One of the great things about New York City is that it can support a seemingly infinite array of watering holes. There are creative cocktail joints, divey old-man bars, intimate wine nooks, raucous sports bars, and so many more spots that cater to the various ways to get your drink on, including those times when all you want is a quiet moment with your beer. Case in point: The recently-opened Arts & Crafts Beer Parlor (26 West 8th Street), which provides a welcoming, laid-back atmosphere that puts the focus on the brews.
“We want it to be a place where people can relax and have a conversation,” says co-owner Don Borelli. “That’s why we purposely chose the word ‘parlor’ instead of ‘bar.’ We want it to be an extension of your living room.” So the music that’s piped in varies based on what clientele are in the mood for, and the bar’s single TV, when not in use for select sporting events (lately, hockey), gets tucked discreetly behind a sliding panel over the fireplace.
Borelli, a former FBI agent, and co-owner Robert LaFrance, a Broadway veteran, chose the name of the bar to reflect not only its period décor but also the two elements that set it apart. The “art” refers to the pieces displayed in the space, created by different artists and rotating regularly. “It adds a different dimension,” Borelli notes. “It changes the look of the bar every month.” Featured artists are welcomed to host an evening at the bar to discuss their art or demonstrate technique. June’s featured artist, Damien Mitchell, showed how he uses graffiti and stencils to create vivid canvases.
The “craft,” of course, is craft beer — not particularly unique in and of itself, but something that has been missing in the area, even as West 8th Street transitions from a row of cheap clothing stores to a strip of eateries and bars. “What wasn’t on this block was a good craft beer place, so we thought we could fill that void,” says Borelli. “It’s a bit of a gamble, but we’re betting that 8th Street is going to keep on that upward trajectory and bring people in as a food [and drink] destination.”

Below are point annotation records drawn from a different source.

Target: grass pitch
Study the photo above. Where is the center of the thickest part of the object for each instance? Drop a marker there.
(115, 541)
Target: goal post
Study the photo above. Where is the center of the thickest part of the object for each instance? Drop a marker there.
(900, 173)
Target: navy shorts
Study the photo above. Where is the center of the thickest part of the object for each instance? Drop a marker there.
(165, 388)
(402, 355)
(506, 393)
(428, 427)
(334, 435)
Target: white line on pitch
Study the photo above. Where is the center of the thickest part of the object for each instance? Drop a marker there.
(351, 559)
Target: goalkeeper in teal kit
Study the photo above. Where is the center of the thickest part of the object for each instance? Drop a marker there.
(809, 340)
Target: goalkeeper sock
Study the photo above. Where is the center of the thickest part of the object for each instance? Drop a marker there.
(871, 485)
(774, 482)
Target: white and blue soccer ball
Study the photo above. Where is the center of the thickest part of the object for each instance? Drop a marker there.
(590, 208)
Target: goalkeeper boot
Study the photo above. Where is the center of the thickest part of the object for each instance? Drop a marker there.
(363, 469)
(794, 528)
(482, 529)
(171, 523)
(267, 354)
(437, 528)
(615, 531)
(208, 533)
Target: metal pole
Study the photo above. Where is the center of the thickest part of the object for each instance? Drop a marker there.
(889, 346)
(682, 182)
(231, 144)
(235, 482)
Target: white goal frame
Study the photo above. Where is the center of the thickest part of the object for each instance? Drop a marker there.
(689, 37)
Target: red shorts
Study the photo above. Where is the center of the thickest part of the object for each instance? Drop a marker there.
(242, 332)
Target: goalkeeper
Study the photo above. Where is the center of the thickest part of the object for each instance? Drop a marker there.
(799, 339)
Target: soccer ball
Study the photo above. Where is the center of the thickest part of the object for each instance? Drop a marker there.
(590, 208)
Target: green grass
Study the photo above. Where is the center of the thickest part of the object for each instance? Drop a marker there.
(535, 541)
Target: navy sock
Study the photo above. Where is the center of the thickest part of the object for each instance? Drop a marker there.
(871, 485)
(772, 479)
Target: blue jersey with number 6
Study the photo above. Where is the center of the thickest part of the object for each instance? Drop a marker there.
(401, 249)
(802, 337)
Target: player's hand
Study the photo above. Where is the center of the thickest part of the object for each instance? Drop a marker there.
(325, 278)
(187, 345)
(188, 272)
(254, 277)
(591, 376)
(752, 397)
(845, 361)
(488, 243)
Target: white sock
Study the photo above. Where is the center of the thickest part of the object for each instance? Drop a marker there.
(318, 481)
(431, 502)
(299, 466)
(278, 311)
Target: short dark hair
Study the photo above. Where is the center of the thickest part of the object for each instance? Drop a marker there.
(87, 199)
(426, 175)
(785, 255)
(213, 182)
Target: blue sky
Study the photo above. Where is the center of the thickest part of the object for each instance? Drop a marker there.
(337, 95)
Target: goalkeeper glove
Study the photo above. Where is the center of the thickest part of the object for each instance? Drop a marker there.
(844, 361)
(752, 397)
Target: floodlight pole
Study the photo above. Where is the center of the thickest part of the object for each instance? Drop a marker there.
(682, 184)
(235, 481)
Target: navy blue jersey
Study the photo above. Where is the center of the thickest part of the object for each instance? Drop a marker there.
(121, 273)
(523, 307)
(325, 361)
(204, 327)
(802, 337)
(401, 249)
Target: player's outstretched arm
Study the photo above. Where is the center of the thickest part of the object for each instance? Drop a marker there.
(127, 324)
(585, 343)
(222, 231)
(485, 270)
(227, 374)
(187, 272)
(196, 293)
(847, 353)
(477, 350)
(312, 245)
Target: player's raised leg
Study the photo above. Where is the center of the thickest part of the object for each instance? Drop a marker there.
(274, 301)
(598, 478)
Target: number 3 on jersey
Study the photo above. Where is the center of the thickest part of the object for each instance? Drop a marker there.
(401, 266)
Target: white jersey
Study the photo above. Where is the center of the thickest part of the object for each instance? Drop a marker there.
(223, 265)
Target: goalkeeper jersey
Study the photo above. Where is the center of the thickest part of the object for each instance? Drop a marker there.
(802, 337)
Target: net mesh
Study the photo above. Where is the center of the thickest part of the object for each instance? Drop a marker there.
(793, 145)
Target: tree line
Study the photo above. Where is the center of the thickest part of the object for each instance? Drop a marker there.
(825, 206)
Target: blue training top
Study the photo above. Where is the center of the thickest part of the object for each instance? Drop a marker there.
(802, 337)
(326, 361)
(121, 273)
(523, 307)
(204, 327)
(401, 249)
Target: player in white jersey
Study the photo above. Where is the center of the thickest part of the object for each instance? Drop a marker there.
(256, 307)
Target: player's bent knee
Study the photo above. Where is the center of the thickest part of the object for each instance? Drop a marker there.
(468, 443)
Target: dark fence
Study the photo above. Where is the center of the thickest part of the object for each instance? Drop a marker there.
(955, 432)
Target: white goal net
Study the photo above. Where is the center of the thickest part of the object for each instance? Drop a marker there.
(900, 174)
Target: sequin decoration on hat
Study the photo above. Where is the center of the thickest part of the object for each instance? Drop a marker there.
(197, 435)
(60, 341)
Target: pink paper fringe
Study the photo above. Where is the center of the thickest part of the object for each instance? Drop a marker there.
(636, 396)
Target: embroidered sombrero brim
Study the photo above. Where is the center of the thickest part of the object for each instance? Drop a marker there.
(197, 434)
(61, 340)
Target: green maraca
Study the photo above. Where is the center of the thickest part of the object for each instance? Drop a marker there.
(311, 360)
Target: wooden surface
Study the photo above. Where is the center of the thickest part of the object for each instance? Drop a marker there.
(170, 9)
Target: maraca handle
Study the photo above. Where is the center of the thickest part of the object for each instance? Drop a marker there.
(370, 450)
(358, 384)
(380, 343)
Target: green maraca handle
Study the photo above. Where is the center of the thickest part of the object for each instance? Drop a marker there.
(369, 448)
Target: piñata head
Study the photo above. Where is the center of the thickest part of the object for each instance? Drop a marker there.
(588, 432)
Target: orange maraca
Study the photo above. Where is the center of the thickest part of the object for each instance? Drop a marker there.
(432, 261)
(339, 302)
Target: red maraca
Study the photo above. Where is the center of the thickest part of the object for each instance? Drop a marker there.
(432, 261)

Arts & Craft’s beer list is extensive, with 24 rotating taps and 35 to 40 bottles on offer. It comprises a good mix of domestic craft and imported brews, although Bud, Coors, and Michelob are available, presumably for people who get lost or dragged there by friends with better taste. (There are also ciders and wines.) Ensuring beer is served at the right temperature is important to Arts & Crafts: The establishment offers flights of six, 12, or all 24 drafts ($75) using a nifty tray that keeps the glasses cool as you work your way through, and the keg delivery system threads 80 feet of tap lines, surrounded by lines filled with glycol, from the building’s historic cellar up to the bar.
Prices on some of the pours are a bit steep, but most drafts are $7 to $8. Daily happy hour from 4 to 7 p.m. (and all day on Sundays) offers select drafts and house wines for $5. Small bites (Meatball Obsession meatballs, sliders, Kings County jerky) are available for noshing as you drink. The bar frequently hosts tap takeovers and has a cozy space that can accommodate parties of up to 20. Plus, it fills growlers — bring your own or get one from the bar for $5.